Mr. Speaker, the Government of Canada's first priority with respect to air travel is safety. That being said, the government supports consumer protection measures.
Our government understands the stresses associated with air travel, particularly with the effects caused by Canadian weather and the volume of traffic during holiday periods. The recent closure of airspace over Europe as a result of a volcanic eruption in Iceland is another dramatic example of unexpected stresses that can affect air travel.
The government launched flight rights Canada in September 2008, which was intended to inform the travelling public of Canada's consumer protection regime, their rights under the regime and how they can seek redress.
When Bill C-310 was initially presented to the House in 2009, a number of issues were raised regarding how the bill's punitive measures penalized airlines for events outside their control, such as weather and tarmac delays. In doing so, air passenger safety is potentially put second to passenger convenience, where pilot risk-taking to avoid paying compensation may take hold. Such high penalities, likely to increase ticket prices, could also threaten the number of flights to more remote locations.
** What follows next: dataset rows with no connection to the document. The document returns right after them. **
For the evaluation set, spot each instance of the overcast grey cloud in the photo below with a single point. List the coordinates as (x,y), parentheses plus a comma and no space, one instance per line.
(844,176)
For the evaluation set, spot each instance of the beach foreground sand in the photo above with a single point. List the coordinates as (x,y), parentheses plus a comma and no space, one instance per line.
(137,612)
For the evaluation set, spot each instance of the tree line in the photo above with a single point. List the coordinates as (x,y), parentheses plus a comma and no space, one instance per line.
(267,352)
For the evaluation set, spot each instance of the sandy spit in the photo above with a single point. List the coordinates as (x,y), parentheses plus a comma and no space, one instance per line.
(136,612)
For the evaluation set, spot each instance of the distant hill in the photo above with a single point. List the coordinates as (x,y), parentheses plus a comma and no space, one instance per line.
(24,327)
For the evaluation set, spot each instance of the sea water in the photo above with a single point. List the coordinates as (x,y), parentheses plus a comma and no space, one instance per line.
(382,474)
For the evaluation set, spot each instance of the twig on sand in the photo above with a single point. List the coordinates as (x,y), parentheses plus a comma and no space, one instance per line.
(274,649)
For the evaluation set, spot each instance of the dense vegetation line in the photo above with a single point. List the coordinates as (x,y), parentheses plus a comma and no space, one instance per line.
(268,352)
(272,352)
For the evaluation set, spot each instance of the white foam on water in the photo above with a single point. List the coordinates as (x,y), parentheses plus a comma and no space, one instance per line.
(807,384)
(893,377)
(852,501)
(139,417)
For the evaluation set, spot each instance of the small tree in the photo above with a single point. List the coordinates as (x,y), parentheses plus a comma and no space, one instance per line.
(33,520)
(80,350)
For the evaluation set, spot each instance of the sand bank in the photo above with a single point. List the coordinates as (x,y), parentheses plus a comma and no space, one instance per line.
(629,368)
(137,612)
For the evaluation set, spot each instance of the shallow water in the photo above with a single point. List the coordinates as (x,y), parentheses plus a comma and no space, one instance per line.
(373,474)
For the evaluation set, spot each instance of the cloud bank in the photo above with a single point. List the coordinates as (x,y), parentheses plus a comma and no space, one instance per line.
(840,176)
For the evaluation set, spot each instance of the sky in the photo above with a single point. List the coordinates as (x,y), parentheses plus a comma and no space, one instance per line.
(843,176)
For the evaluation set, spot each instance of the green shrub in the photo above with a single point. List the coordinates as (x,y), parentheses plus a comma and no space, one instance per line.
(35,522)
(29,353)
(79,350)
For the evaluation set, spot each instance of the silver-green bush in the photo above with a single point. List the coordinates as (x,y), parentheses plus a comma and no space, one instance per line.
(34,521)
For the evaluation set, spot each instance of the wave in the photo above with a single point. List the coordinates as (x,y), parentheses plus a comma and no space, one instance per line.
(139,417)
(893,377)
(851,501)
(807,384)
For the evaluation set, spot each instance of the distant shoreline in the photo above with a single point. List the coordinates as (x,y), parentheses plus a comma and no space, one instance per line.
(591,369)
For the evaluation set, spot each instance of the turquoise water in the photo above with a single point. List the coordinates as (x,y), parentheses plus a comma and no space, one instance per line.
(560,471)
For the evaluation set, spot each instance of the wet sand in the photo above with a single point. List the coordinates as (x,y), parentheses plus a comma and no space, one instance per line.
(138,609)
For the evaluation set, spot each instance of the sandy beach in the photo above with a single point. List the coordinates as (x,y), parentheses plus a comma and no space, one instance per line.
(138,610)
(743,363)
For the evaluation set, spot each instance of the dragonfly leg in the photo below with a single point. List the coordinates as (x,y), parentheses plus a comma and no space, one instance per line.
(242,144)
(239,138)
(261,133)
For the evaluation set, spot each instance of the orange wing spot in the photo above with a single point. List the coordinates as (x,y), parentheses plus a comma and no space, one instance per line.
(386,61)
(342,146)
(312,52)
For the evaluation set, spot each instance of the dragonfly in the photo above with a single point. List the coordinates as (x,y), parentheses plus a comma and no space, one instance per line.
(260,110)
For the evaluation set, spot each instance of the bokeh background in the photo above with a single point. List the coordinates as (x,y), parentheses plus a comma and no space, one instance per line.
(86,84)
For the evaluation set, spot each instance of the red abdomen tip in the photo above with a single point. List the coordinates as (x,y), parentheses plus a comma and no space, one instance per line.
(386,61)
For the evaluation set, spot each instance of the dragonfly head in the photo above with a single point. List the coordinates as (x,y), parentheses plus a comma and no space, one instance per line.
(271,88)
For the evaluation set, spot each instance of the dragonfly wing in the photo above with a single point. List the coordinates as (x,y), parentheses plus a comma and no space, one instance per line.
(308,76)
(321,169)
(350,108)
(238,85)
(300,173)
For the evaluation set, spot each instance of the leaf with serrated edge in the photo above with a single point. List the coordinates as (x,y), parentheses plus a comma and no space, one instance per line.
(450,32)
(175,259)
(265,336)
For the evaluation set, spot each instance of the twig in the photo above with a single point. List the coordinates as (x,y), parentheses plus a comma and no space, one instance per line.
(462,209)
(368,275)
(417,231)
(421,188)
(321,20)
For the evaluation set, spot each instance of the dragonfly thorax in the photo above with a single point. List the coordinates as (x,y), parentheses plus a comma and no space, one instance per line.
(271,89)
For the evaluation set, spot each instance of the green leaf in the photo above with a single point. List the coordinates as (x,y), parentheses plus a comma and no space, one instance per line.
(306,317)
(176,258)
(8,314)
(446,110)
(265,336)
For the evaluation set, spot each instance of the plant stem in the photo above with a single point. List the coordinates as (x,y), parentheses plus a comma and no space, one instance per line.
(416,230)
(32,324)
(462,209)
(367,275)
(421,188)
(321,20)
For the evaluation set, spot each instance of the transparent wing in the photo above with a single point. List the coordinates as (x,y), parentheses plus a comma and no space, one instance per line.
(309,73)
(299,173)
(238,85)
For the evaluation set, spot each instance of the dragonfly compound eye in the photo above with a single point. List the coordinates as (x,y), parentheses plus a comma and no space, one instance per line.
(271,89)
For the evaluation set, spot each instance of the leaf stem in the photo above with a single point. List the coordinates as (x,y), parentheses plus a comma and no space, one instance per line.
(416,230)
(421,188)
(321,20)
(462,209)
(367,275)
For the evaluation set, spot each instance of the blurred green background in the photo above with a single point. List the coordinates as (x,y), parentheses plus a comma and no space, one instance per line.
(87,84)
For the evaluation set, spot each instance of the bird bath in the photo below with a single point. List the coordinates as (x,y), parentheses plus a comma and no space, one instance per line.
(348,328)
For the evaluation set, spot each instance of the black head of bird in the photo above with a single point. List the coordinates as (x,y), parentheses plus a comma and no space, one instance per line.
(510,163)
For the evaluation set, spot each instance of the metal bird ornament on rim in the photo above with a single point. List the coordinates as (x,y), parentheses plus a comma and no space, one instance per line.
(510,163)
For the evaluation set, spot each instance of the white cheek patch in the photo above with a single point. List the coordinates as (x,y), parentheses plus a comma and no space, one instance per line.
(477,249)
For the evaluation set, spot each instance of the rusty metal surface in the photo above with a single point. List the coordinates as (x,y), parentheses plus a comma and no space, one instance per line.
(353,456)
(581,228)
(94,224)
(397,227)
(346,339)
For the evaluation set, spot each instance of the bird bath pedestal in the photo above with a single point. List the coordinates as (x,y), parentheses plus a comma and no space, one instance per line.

It is clear that this legislation, while well intended, was not drafted in consultation with industry stakeholders who brought forward these concerns. It was also found to be inconsistent with European or United States legislation in this regard.
After the bill passed second reading in May 2009, Bill C-310 was referred to the Standing Committee on Transport, Infrastructure and Communities for review where the committee invited key industry and consumer stakeholders to present their views on the bill. Although the bill's intention to improve airline customer service and ensure appropriate compensation was well received by some witnesses, industry stakeholders raised serious concerns.
As per information received during the bill's initial consideration, these stakeholders, as well as a number of government and opposition members, felt that the bill's punitive and unfair provisions would have serious repercussions for the airlines' financial viability and services to remote and/or rural communities. After hearing detailed testimony from the witnesses, the Standing Committee on Transport, Infrastructure and Communities recommended that Bill C-310 not proceed further. I support this position and I will tell the House why today.
First, the bill does not take existing legislation or consumer protection into account. It is incompatible with the Canada Transportation Act's existing consumer protection regime. The bill would also prevail over the Aeronautics Act, which creates safety concerns. These are fundamental issues.
Current procedures clearly specify how unsatisfied air passengers may seek redress from the Canadian Transportation Agency on matters such as baggage, flight disruptions, tickets and reservations, denied boarding, passenger fares and charges, and various carrier operated loyalty programs. However, consumers seeking compensation under this bill would have to seek redress through the courts. Such a pattern, which is costly, time-consuming and a burden on Canada's legal system, could be especially protracted since it would take some time for the case law to develop an appropriate redress under the bill to be defined. This work would be especially challenging and would require additional legal, governmental and financial resources to be carried out.
Second, by failing to take into account the role of other entities in delays or cancellations, the bill's sole focus on airlines is unfair and would not forgive future delays and cancellations. For example, air carriers would be held liable to passengers for delays and cancellations due to inclement weather, slow de-icing procedures, airport congestion and air traffic control issues, such as the recent volcanic eruption in Iceland.
While the bill includes exceptions where airlines would not have to pay compensation because of extraordinary circumstances, such circumstances are not defined. So, again the courts would have to define what these are.
The bill's measures are especially significant for the financial viability of smaller carriers serving remote locations, such as northern and/or Atlantic Canada and rural areas. There is a risk that given the costs associated with the bill, be they to provide food or accommodation, even in the case of weather delays that are outside of the airlines' controls, services to these areas could be reduced or potentially disappear. This could lead to higher unemployment and reduced tourism, affecting the economic viability of these communities. It could also force residents to rely on ground transportation modes that may not be readily available or convenient for everyone.
Third, not only is the bill overly punitive to air carriers, but it would also not improve the air passenger travelling experience. First, the bill's fines could incite pilots to fly during difficult weather conditions or with mechanical problems in order to avoid paying compensation to passengers. This is unacceptable and unsafe behaviour that should not be encouraged in any legislation. The bill's excessive penalties could drive higher prices or affect already slim carrier margins. Our airline industry is fragile at the best of times and consumers would not benefit from rising prices, especially during these still challenging economic times.
I will conclude by emphasizing this government's support for consumer protection measures in the aviation industry and our ongoing objective to create a balance between protecting passengers and ensuring a competitive industry. We cannot support Bill C-310.